Dollar: market believes exchange rate unification will take time

Following statements by Milei and Caputo, the market is evaluating how and when currency controls could be lifted

After 100 days of President Javier Milei’s administration, the market is speculating about when the government will move on from the economic “transition” scheme of fiscal and monetary adjustment that it started out with. 

In particular, all eyes are on when he will implement the promised elimination of exchange rate restrictions, known as the cepo, which Milei has established as the next step. However, analysts agree that getting rid of the exchange restrictions will be a gradual process and that unifying all existing exchange rates is not around the corner.

While celebrating the positive evolution of macro-financial variables on top of a collapsing real economy, Milei has proposed the following path: lifting currency controls, establishing currency competition, and closing the Central Bank (BCRA, by its Spanish acronym). In recent days, both he and Economy Minister Luis Caputo referred to the first point, although they were guarded about how soon exchange deregulation would happen. 

“The end of the cepo is closer,” the president said on Sunday on La Nación+ TV channel, but also clarified that there is still no certainty that, if implemented now, there would not be a currency run. In other words, he recognizes that he still does not have enough international reserves to mitigate risks.

Thus, there are two areas of focus in the economic team. On one hand, they believe they need to continue liquefying the Central Bank ‘s remunerated liabilities in order to avoid flight to the dollar once the restrictions are lifted. This explains the recent reduction of the annual nominal interest rate from 100% to 80%. On the other hand, they aim to obtain as yet elusive loans in U.S. dollars that would speed up the recovery of international reserves. 

“If I get US$15 billion, I automatically lift currency controls,” said Milei, who also spoke of the negotiations with the International Monetary Fund for a new program and conversations with private funds.

The market took notice of those statements. In a conversation with the Herald’s sister publication, Ambito, two City brokers agreed that it’s hard to imagine currency controls being lifted before midyear. One believed this would be linked to the timeframe of the IMF negotiations. The BCRA is accumulating a strong buying balance of US$10.7 billion thanks to deferred import payments, but net reserves are still negative.  

Currency controls and the interest rate cut

Consulting firm 1816 focused on the rate reduction the BCRA determined last week and detected an implicit signal in relation to the exchange rate policy. The firm’s economists believe the fall of the blue chip swap rate (CCL) in recent weeks opened up two alternatives for the economy ministry staff: “It enabled progress in the (partial) release of the cepo, which would bring the economy closer to an exchange rate unification, or in a rate cut, which would accelerate the shrinking of the BCRA’s balance sheet in real terms. The government opted for the latter, demonstrating that the lifting of the cepo is not that close and unifying the exchange rate will have to wait.”

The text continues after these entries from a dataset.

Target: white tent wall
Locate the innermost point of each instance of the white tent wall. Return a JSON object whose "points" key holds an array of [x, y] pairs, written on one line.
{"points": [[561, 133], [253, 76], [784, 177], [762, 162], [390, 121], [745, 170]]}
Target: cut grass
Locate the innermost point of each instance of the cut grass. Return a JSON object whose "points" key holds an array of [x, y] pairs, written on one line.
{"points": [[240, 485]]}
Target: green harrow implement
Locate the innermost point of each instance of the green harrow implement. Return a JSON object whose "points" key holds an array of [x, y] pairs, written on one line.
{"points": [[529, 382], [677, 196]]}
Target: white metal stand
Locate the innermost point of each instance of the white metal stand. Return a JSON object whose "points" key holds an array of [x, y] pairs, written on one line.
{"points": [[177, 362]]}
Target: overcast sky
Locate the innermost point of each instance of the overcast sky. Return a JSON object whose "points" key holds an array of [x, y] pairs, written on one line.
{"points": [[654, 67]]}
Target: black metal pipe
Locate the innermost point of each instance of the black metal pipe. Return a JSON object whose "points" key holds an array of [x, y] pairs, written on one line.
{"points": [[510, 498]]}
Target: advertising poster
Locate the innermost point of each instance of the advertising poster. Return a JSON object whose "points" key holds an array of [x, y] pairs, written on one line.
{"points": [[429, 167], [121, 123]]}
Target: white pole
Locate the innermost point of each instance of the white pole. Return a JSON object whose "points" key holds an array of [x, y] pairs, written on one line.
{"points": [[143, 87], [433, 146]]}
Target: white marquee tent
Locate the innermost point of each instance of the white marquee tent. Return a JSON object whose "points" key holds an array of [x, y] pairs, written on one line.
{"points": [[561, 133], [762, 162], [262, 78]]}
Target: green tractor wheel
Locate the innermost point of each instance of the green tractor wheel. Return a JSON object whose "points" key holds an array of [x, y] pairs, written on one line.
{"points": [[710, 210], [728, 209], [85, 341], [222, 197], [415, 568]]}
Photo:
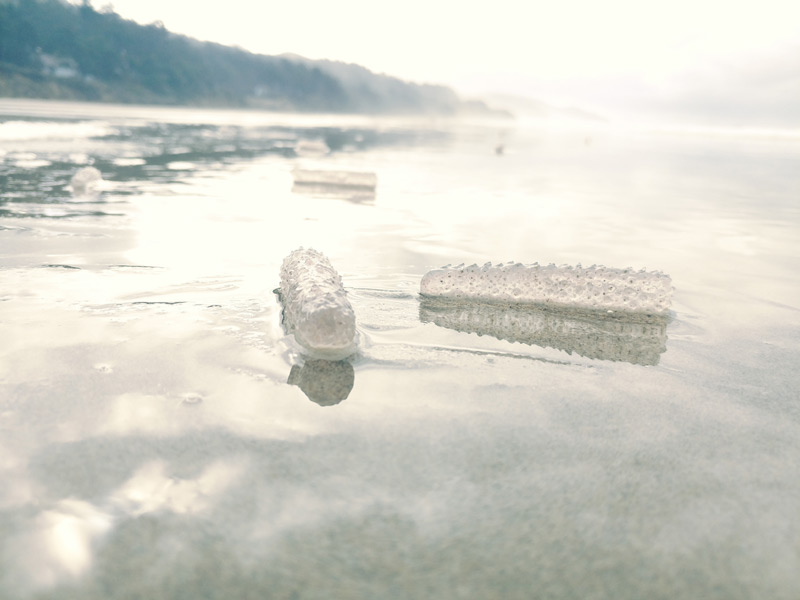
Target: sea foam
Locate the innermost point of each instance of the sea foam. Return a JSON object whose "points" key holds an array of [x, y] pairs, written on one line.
{"points": [[595, 287], [315, 305]]}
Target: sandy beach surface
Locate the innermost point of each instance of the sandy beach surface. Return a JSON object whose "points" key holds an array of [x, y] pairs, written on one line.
{"points": [[162, 437]]}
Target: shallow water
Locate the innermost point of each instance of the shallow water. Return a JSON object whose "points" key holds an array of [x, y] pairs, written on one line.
{"points": [[161, 437]]}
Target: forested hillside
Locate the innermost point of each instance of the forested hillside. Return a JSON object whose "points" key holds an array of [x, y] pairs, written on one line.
{"points": [[54, 49]]}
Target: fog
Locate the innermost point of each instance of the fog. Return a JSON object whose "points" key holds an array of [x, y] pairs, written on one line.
{"points": [[697, 63]]}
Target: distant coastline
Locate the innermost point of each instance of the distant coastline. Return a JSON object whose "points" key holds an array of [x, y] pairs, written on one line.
{"points": [[50, 49]]}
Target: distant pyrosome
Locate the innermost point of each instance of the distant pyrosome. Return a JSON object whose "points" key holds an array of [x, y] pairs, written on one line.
{"points": [[85, 181], [315, 305], [594, 287]]}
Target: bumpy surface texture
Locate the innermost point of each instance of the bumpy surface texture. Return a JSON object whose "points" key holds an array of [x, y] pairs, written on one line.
{"points": [[86, 180], [315, 306], [592, 287], [630, 337]]}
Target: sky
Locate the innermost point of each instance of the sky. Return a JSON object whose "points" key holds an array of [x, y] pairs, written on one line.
{"points": [[702, 61]]}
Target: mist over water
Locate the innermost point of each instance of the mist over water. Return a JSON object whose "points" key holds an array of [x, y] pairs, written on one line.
{"points": [[162, 436]]}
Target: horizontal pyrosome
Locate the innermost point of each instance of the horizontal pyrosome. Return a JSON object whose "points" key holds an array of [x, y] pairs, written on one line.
{"points": [[86, 181], [595, 287], [315, 305], [621, 336]]}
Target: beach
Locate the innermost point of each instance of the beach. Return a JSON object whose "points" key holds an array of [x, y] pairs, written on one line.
{"points": [[162, 436]]}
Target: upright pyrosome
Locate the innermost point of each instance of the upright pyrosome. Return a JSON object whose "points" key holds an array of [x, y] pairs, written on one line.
{"points": [[594, 287], [315, 305]]}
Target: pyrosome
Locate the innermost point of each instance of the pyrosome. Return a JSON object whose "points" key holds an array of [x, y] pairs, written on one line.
{"points": [[85, 181], [315, 305], [594, 287]]}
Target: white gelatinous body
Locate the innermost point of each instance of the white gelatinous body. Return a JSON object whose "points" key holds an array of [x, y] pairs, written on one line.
{"points": [[85, 181], [593, 287], [315, 306]]}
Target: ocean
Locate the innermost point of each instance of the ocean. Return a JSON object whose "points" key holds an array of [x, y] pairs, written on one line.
{"points": [[161, 436]]}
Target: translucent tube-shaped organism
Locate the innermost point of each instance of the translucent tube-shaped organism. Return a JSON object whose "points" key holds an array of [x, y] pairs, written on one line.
{"points": [[86, 181], [315, 306], [636, 338], [595, 287]]}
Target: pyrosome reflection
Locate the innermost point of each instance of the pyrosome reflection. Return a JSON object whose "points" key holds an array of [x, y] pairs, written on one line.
{"points": [[325, 382], [631, 337]]}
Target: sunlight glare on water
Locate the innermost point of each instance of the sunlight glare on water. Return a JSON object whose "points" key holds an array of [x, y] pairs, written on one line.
{"points": [[155, 418]]}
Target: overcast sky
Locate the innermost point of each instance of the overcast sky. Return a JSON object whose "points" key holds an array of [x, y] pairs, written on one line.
{"points": [[736, 62]]}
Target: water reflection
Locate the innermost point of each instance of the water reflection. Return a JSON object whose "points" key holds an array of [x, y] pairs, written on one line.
{"points": [[353, 186], [630, 337], [325, 382]]}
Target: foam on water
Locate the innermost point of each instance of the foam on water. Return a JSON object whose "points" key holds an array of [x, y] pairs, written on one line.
{"points": [[315, 305], [595, 287], [48, 130]]}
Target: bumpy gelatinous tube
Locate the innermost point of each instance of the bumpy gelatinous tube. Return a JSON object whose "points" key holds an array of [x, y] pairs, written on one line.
{"points": [[591, 287], [315, 306], [85, 181], [636, 338]]}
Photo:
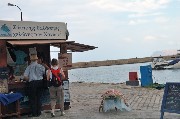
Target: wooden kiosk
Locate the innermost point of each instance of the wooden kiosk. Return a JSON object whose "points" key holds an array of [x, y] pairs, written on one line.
{"points": [[16, 40]]}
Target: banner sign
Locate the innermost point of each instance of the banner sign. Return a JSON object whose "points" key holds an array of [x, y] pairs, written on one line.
{"points": [[171, 99], [32, 30]]}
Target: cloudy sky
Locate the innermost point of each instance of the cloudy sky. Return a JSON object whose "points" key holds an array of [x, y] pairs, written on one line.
{"points": [[119, 28]]}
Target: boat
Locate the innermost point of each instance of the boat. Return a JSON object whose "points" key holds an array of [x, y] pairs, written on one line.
{"points": [[159, 63], [174, 64]]}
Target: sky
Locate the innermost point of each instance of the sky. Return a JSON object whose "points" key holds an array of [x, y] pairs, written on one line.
{"points": [[121, 29]]}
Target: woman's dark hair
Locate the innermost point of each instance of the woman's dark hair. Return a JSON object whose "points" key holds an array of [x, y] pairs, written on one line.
{"points": [[54, 61]]}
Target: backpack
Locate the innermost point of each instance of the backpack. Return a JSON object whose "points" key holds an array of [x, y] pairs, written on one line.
{"points": [[56, 80]]}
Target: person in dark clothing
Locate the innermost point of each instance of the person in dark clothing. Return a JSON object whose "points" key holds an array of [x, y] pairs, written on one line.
{"points": [[34, 75]]}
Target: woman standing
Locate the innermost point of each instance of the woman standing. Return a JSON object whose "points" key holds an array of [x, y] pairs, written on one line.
{"points": [[55, 75]]}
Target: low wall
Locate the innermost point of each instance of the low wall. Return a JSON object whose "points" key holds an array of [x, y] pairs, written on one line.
{"points": [[116, 62]]}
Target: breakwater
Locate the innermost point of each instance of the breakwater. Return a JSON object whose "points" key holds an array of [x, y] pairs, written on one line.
{"points": [[116, 62]]}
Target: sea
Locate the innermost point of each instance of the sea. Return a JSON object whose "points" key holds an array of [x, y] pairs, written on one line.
{"points": [[120, 74]]}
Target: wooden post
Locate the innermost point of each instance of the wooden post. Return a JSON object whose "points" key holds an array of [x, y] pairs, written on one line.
{"points": [[3, 54]]}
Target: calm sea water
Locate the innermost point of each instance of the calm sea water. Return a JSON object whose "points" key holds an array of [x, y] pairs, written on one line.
{"points": [[120, 73]]}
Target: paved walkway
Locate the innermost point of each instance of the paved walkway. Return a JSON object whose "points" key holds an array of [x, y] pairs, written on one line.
{"points": [[85, 100]]}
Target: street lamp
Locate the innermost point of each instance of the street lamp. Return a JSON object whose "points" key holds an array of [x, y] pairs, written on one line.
{"points": [[9, 4]]}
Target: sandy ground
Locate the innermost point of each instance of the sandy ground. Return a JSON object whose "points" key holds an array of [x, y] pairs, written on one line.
{"points": [[145, 103]]}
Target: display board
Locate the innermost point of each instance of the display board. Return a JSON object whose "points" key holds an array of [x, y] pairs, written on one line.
{"points": [[171, 98]]}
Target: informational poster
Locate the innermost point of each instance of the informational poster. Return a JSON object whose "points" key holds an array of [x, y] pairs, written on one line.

Given the interest rate reduction and considering Caputo’ statements about negotiating a new program with the IMF, 1816 believes the most probable scenario is an attempt to unify exchange rates by the end of the third quarter of this year or the beginning of the fourth. 

On this issue, economist Leandro Ziccarelli, creator of the podcast Financiero, Monetario e Irreverente, said that the decision to keep the interest rate below inflation speeds up the erosion of purchasing power.

“I don’t think they’re considering lifting currency exchange controls from one day to the next, it’s going to be gradual,” said Ziccarelli. He, too, expects this will happen in the second semester. However, he warned that this depends on how exporters liquidating their grains harvest dollars with the Central Bank affects the gap between exchange rates (brecha), and whether there is a new IMF loan or not.  

‘It will be risky’

“Exiting the cepo is always risky,” financial analyst Christian Buteler told Ámbito. “It was in 2015, when the situation was not as serious, so now it will be risky, too. For me, the best way to get out is quickly and with a low brecha

“The Government seems to be looking to leave, but they want to improve the BCRA’s balance sheet. I don’t think they will get many more pesos than they already got with the BOPREAL bond and the repurchase of Treasury debt — that is already reaching its limit. And while it’s true that they do this to get more dollars in from the harvest, it’s also true that those dollars are bought in the market by issuing pesos. And on the other hand, the negative rate with which they’re try to liquefy the purchasing power of the pesos is going to be very difficult to sustain without the gap escalating.”

With all those cards on the table, Buteler believes the government will not move to dismantle the cepo overnight, but that “we’ll probably witness some partial exits”. 

“Liberating absolutely everything, eliminating the PAIS tax — the fourth top grossing tax today — does not seem like the way to go. They will find a compromise to do so, and that will only happen after the harvest dollars kick in with a BCRA that has more dollars to soften any moves they make. But this is a day-to-day situation and we need to see what the variables look like when the time comes.”